Q&A: The Argument from Matter – Yuval Steinitz
The Argument from Matter – Yuval Steinitz
Question
Hello Rabbi,
I wanted to know what the Rabbi thinks about the argument of Rabbi Yuval Steinitz (nowadays, apparently, one can be a rabbi and be a heretic…)
His argument goes roughly like this:
Someone who claims that God moves material bodies at each and every moment (that is, that the laws of nature are entities—I saw that the Rabbi accepted this)
claims this on the basis of the determination that matter is incapable of recognizing the laws of nature and enforcing them upon itself. But here is the problem: the law of conservation of matter is itself a law of nature in every respect. Exactly like the law of conservation of momentum and the law of inertia. Is it reasonable, then, to assume that while God must preserve the existence and enforcement of all the laws of nature, the law of conservation of matter is preserved and enforced by itself?
In Descartes’ words: just as God must move the moon from point P1 to point P2 in space, so too He must move the moon from point T1 in time to point T2 in time, in order to make its behavior and state conform to the law of conservation of mass-energy.
And a second argument, from a more logical direction:
A state of affairs that follows logically from another state does not require any force or creation or bringing-into-being, since it is actually equivalent to what already exists, and there is nothing new in it. But every new state—that is, a state of affairs that does not follow in a purely logical way from some other state—must be created ex nihilo. That is, it is a state whose creation requires an investment of force, and force is always spiritual. (Matter is dead.)
The fact that a material body is at a certain point—let us call it T1 in time and a certain point P1 in space, that is, in an overall state of T1P1—does not logically imply that it must be in some other state, say T2P2.
That is, it does not follow logically that that same body will also exist at some other moment T2, and also in some other place P2. Therefore spiritual-forceful intervention is required in order to move the body from state T1 to T2.
And that spiritual force has logical existence (either because of the ontological proof, or because that is how we infer from what we have found here to the unknown).
What does the Rabbi think of these ideas, which appear in his book A Scientific-Logical Missile to God and Back, approximately pp. 68–70?
Answer
I didn’t understand the first one. The fact that something is called a law does not mean it has the same status as every other law. The laws of logic are also called laws.
The second seems reasonable: if something happens, it needs a cause. A law is not a cause unless it is an entity. It may be built into the nature of things, but someone made that too.
Discussion on Answer
If the body stood in the first place and began to move, then an explanation is required (a force). But if it is moving, then its movement does not require force or explanation (that is inertia). And one should look further into the midrash about our father Abraham, who struggled with the question, “Who turns the sphere?”
“Movement” in time does not require an explanation.

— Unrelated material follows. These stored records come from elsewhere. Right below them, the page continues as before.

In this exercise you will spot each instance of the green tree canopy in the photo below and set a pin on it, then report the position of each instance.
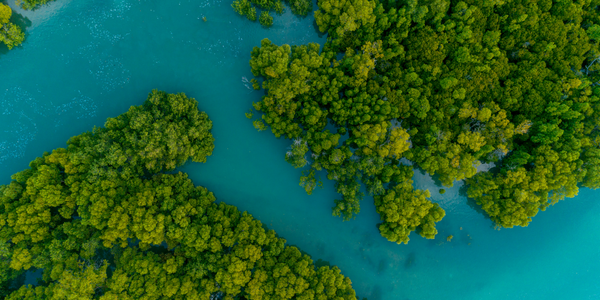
(104, 220)
(445, 86)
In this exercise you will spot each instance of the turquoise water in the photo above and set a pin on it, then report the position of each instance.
(84, 61)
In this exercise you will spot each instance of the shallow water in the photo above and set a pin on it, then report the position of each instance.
(84, 61)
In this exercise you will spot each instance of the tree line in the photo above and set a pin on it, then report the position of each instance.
(104, 218)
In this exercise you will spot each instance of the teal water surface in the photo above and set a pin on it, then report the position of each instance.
(84, 61)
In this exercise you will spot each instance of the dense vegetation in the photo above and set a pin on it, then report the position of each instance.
(104, 220)
(442, 86)
(10, 34)
(32, 4)
(248, 8)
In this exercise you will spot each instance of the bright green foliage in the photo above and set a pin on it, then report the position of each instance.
(10, 34)
(248, 8)
(300, 7)
(447, 85)
(104, 221)
(32, 4)
(265, 19)
(403, 210)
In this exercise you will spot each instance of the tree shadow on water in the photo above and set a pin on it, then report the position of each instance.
(19, 20)
(410, 260)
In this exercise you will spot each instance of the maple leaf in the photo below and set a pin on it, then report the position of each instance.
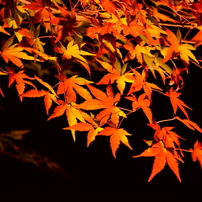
(162, 156)
(166, 135)
(197, 152)
(48, 97)
(198, 39)
(73, 51)
(143, 103)
(42, 14)
(176, 48)
(13, 53)
(92, 127)
(104, 101)
(2, 28)
(176, 102)
(20, 78)
(140, 82)
(117, 135)
(190, 124)
(117, 74)
(71, 112)
(71, 85)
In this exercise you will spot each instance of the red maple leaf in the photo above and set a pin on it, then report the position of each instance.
(71, 86)
(162, 155)
(116, 74)
(117, 135)
(166, 135)
(140, 82)
(48, 97)
(143, 103)
(20, 78)
(104, 101)
(92, 127)
(72, 114)
(176, 102)
(197, 152)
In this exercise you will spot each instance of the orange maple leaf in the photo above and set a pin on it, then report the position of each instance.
(71, 112)
(104, 101)
(190, 124)
(92, 127)
(48, 97)
(197, 152)
(117, 135)
(162, 156)
(117, 74)
(20, 78)
(12, 53)
(140, 82)
(166, 135)
(71, 85)
(42, 14)
(74, 51)
(198, 39)
(176, 102)
(143, 103)
(177, 48)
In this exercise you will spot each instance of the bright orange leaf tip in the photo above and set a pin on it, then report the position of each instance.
(190, 124)
(176, 102)
(142, 102)
(162, 156)
(117, 135)
(197, 152)
(92, 127)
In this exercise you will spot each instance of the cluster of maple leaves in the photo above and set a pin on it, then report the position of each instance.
(109, 35)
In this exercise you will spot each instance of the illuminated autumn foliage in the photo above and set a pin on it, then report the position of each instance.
(128, 42)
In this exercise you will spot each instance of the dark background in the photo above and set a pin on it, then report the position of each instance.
(92, 174)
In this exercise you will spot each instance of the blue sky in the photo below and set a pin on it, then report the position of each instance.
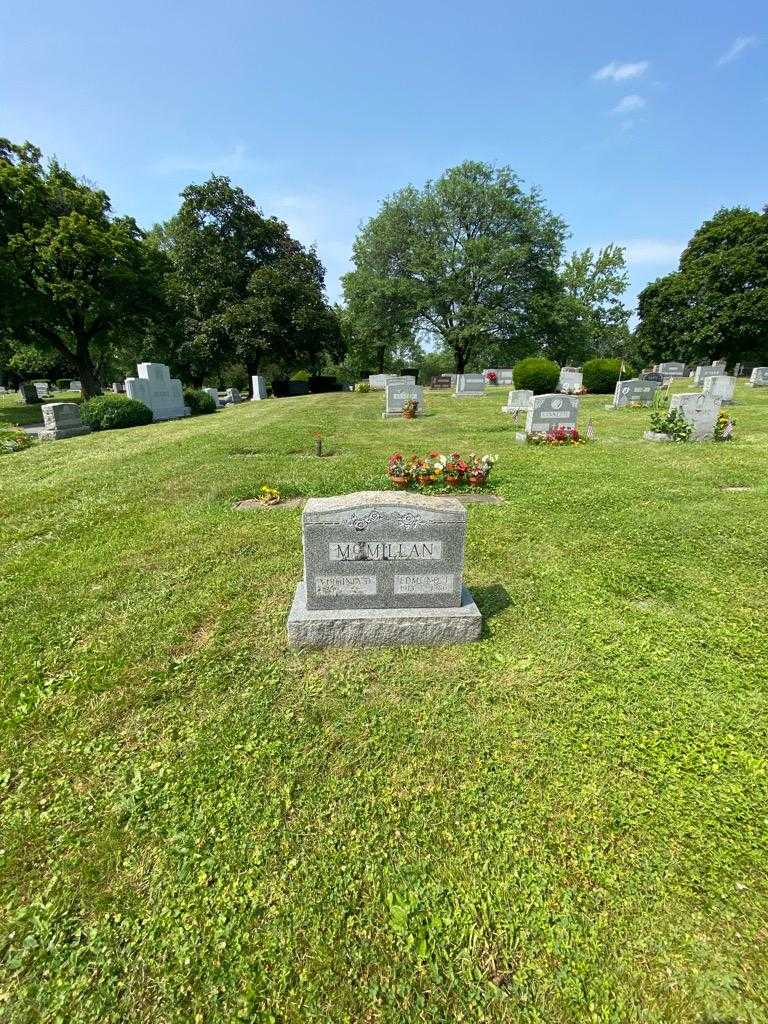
(636, 121)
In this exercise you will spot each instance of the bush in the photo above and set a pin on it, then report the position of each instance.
(537, 375)
(600, 376)
(14, 439)
(112, 412)
(200, 402)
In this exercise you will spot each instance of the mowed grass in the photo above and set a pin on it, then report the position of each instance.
(564, 821)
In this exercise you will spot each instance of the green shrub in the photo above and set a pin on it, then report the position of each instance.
(600, 376)
(672, 423)
(537, 375)
(111, 412)
(200, 402)
(14, 439)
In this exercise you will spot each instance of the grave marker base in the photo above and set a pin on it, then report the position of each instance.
(382, 627)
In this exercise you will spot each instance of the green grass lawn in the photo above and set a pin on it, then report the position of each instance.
(564, 821)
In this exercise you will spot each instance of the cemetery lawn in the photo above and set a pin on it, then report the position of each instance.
(565, 821)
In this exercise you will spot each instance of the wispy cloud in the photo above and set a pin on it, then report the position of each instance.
(736, 49)
(235, 161)
(655, 251)
(621, 72)
(629, 104)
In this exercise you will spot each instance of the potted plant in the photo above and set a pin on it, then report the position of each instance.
(397, 471)
(456, 470)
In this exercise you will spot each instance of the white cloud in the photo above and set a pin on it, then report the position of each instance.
(621, 72)
(739, 45)
(655, 251)
(235, 161)
(629, 104)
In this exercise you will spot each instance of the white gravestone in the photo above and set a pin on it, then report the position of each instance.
(158, 390)
(397, 394)
(214, 394)
(634, 391)
(61, 419)
(720, 387)
(672, 369)
(469, 386)
(383, 569)
(701, 373)
(518, 401)
(698, 410)
(570, 380)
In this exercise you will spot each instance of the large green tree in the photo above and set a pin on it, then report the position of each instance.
(716, 304)
(74, 280)
(244, 289)
(470, 259)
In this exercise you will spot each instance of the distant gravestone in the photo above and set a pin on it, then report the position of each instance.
(701, 373)
(518, 401)
(570, 380)
(28, 394)
(214, 394)
(397, 394)
(634, 391)
(549, 411)
(61, 419)
(155, 387)
(720, 387)
(700, 411)
(469, 386)
(672, 369)
(383, 568)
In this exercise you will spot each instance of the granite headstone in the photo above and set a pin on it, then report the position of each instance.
(383, 568)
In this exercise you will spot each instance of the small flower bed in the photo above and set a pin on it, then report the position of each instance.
(558, 436)
(672, 423)
(437, 469)
(13, 439)
(269, 496)
(724, 426)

What does “what is different here?” mean? Does moving in time require a force? Then what is different? By that logic, everything that happens here requires an explanation. So what would happen without explanations and without forces? Would the body move or stand still? Disappear or continue? See Richard Taylor’s book on the relation between time and space (you are making a careless analogy: to move through space means to change place at different times. So to move through time means to change time at different places. Therefore it is actually the same thing—movement is always a spatio-temporal relation).
It really makes no difference whether time exists in the world or only in our minds (I’m not entirely sure that question even has meaning. Though I once pointed out that it has halakhic implications: can one attach a vow to time?). The same question could be asked about space as well, and nobody dispenses with the concept of force because of that. What appears to us as movement in time either does or does not require a cause, whether it is in the world or merely an image in our minds that reflects something in the world.
But all this really seems to me like hair-splitting not worth wasting our time on.
There is a practical difference as to whether the Holy One, blessed be He, creates the world anew at every moment or only moves it at every moment.
But if at point T1 there was matter, there is no reason at all that it should continue to be at point T2 rather than “disappear”!.
Clearly there has to be a force that keeps it alive.
It may be that the definition regarding change of place in time is not the correct definition, but certainly the definition is correct in the context that there is no logical reason whatsoever that the body should continue to exist one moment later.
The points are clear. I’m surprised that the Rabbi doesn’t see them.
That is true—admittedly, not everything called a law has the same status as every other law.
But! These laws too require an explanation.
The Rabbi will certainly agree with me that if he sees a body at point P1 in space and afterward at point P2 in space, he will not assume that the body moved by itself, but that someone moved it.
So too here. At one moment a body exists at point T1 in time, and afterward it moves to point T2 in time—isn’t that a sign that someone moved the body in time?! How is space different from time?
Regarding the second point, I assume you mean that there is no necessity that bodies continue to exist—why don’t they disappear immediately? Rather, this is proof that someone implanted this in them / keeps them alive at each and every moment.
I had a question about Steinitz’s words; it’s strange that the Rabbi didn’t raise it. Does a dimension of time that leads to change even exist at all, or is time only something running around in our minds (subjective).